Apenas recentemente os produtores começaram a descobrir sintetizadores modulares. "Você nunca irá comprar dois sintetizadores iguais porque as possibilidades do que fazer com ele são infinitas", o afiliado da R&S, Blawan, disse à revista Resident Advisor. Em parceria com o produtor Pariah, da Hessle Audio, formam o duo Karenn, e tocam sets de hardware improvisados com pegadas techno usando um equipamento que conta com modulares e um 909. E eles não são os únicos: Legowelt, Patricia, o dono da Hemlock, Untold, Simian Mobile Disco e Luke Abott tem se aventurado com os novos modulares.

Parte do problema, no entanto, é que eles podem se tornar obcecados, já que a atração por customização e atualização dos módulos individuais sempre prevaleceu na música. "Pode ser viciante… tipo fumar crack", alertou o fundador da Border Community Records, James Holden, na Attack Magazine. Estariam eles, então, apenas à procura de um hobby? "Eu acho que todo mundo que curte sintetizadores modulares é meio obsessivo", admite Amm, "mas não há apenas pervertidos por trás disso, definitivamente há espaço para modulares na música pop hoje em dia, e não era possível dizer o mesmo durante os anos 80".

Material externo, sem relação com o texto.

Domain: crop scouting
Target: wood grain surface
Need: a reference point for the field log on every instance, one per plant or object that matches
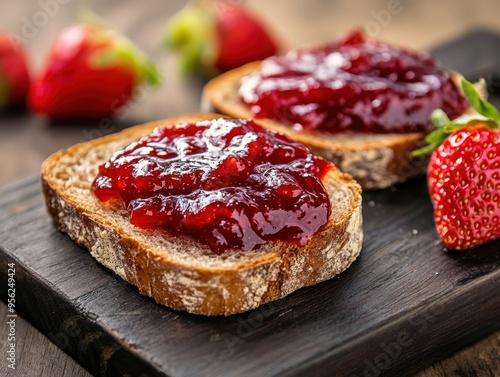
(405, 303)
(420, 24)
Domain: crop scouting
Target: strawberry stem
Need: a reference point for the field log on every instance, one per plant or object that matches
(487, 116)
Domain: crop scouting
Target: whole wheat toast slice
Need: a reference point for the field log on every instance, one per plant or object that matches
(177, 271)
(375, 161)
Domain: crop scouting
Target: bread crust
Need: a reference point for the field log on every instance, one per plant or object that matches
(376, 161)
(181, 273)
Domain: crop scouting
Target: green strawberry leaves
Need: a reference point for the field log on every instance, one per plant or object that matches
(121, 51)
(191, 33)
(483, 107)
(487, 116)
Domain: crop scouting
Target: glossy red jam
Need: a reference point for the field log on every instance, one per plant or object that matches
(228, 184)
(358, 85)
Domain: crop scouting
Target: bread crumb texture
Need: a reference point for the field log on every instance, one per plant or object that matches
(177, 271)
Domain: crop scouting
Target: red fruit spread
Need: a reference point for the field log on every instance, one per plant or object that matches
(357, 84)
(228, 184)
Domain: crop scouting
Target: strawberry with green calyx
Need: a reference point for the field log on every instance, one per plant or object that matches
(91, 72)
(464, 174)
(217, 36)
(14, 75)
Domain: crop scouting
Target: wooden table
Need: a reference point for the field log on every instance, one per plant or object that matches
(25, 139)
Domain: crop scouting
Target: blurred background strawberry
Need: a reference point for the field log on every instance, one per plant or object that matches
(14, 75)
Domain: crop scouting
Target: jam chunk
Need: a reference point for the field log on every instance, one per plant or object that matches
(357, 85)
(228, 184)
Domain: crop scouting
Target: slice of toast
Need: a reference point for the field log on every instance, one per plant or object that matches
(177, 271)
(376, 161)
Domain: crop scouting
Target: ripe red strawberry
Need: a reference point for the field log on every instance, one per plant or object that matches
(216, 36)
(91, 72)
(14, 75)
(464, 175)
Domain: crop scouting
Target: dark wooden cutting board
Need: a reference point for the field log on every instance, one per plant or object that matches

Karenn fazendo a montagem ao vivo.

Depois que o software democratizou a produção de música nos anos 90, o retorno do hardware clássico parece ser um passo para trás, ao invés de uma evolução. O custo de uma réplica de sintetizadores como Moog e Art Odyssey estão fora do alcance de todos, com exceção dos produtores mais bem remunerados. Do mesmo modo, reinvenções de máquinas atemporais como a 909 não satisfazem os fetichistas e parece deixá-los desapontados quando olham para trás e veem a trajetória das atualizações. Para quem não pode desembolsar uma grana com novos equipamentos vintage, os modulares parecem ser o canal entre o passado e o futuro. Com uma cena faça-você-mesmo forte e preços mais acessíveis, há esperança de que eles se tornem o que o Raspberry Pi é para programação. Ao invés de mergulhar na nostalgia dos sons vintage, os modulares estão se abrindo a novos mundos para a exploração sonora. Talvez seja possível ensinar novos truques à uma máquina antiga.